If the Prime Minister’s Strategy Unit report on 'Disabled People’s Life Chances' is properly implemented, it would mean putting control of support services – and even the money for those services – in users’/survivors’ own hands. Under proposals for 'independent living', the services we need to support us in our daily lives (things like advocacy and social support) would be available on our own terms, in ways and at times to suit us. This will only happen if a bid for funding through the 2006 spending review is successful. Tony Blair has already backed the proposals. Government can now show respect by really putting its money where its mouth is.
Finally, when government turns its attention to encouraging us all to be good and active citizens, from the outset it needs to think about people with mental health problems. It is no good dishing out anti-social behaviour orders to people just because they are noisy when disturbed or distressed. Might it not be more relevant to point to the prejudice and intolerance of some neighbours or landlords?
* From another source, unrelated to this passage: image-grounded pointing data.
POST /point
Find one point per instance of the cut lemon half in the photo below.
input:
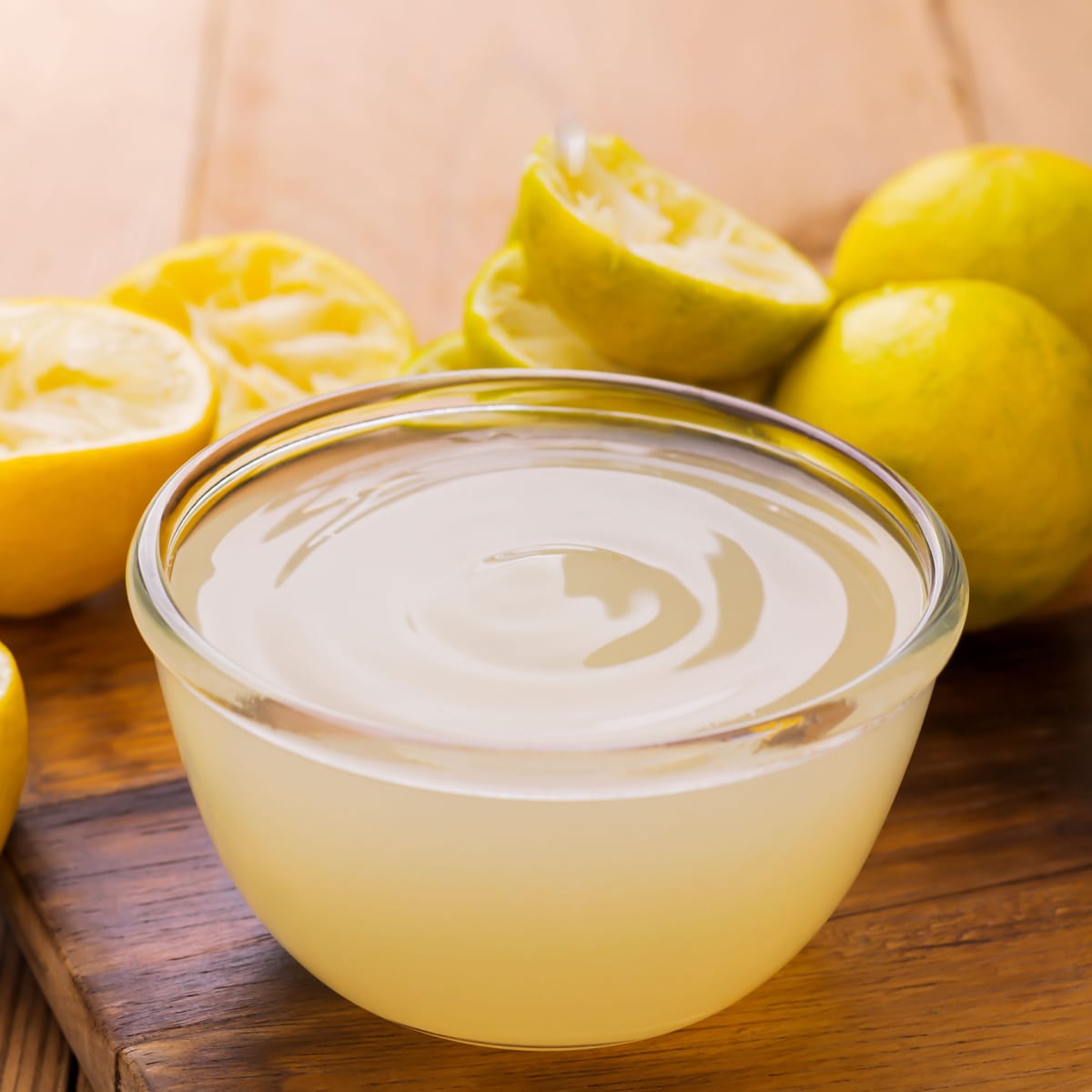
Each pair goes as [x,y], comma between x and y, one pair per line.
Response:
[12,741]
[97,408]
[508,325]
[655,274]
[447,353]
[278,319]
How about anti-social behaviour orders for extreme forms of 'nimby-ism' and victimisation – the sort of thing that Mind found in its Not just sticks and stones survey, like being harassed in the street, having dogs’ mess put through the letter box and being laughed at by kids for being a ‘nutter’?
We now have hate crimes legislation on the statute book. This could protect service users/survivors from attacks motivated by prejudice. But it will only work if we are taken seriously when we report crimes – not only by the police but also by the staff in health, social care and voluntary services who may be the first people we go to for help. Perhaps a commitment to reducing anti-social behaviour should start by ensuring that no one is disbelieved when they report a crime just because of a diagnosis of mental illness.
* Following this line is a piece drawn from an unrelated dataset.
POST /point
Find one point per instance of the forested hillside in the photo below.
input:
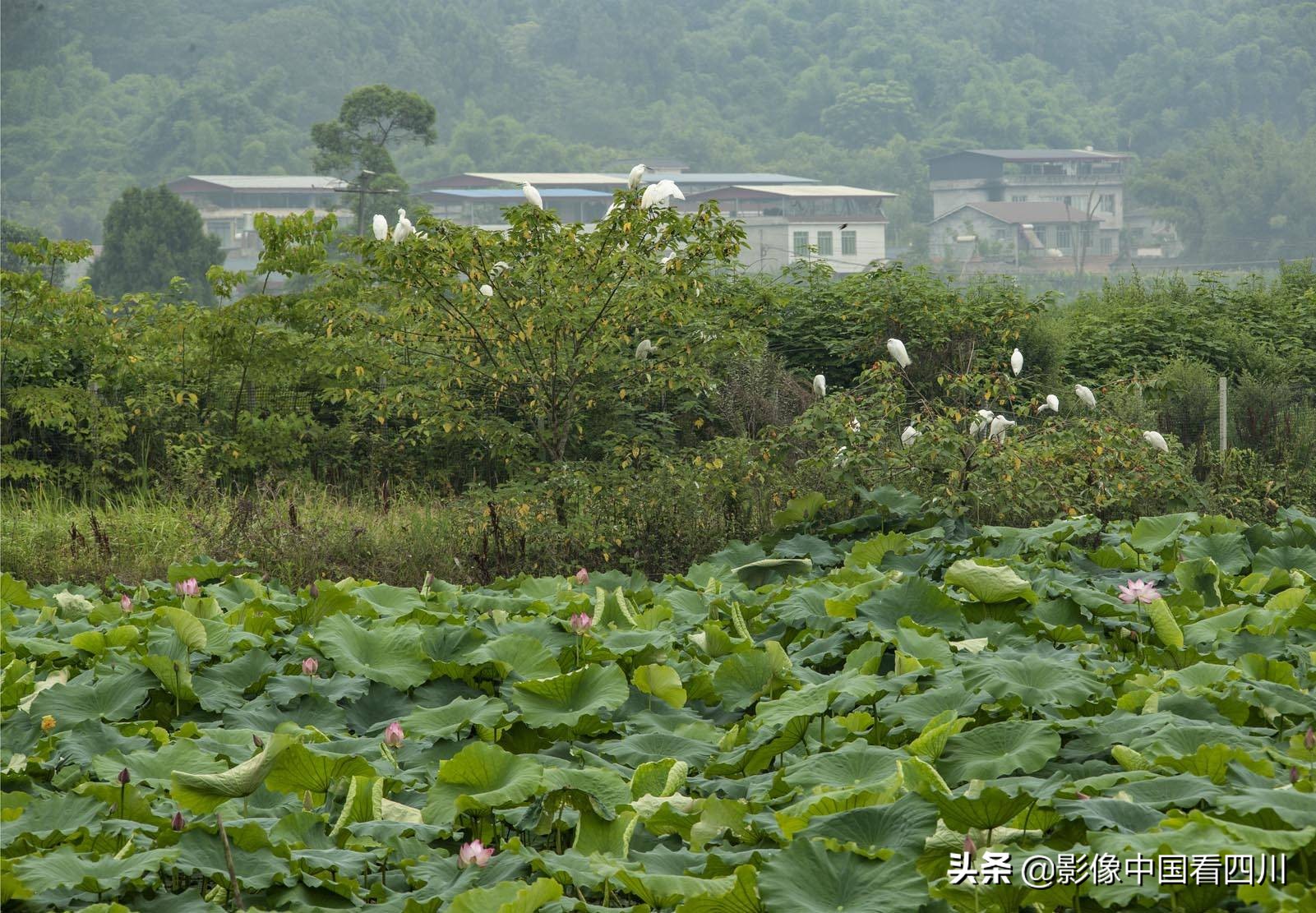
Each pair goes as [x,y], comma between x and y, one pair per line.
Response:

It is possible to make Britain a more respectful country. But this respect needs to start by ensuring that those who face the greatest disrespect are treated with the fairness and decency that all citizens have a right to expect. That means mental health service users in general and those facing multiple discrimination in particular. Government must avoid at all costs allowing the rhetoric of respect to cloak greater intolerance and small-mindedness about who is and who is not respected; who is and who is not included. If we get respect right for people with mental health service problems, we could get it right for everyone.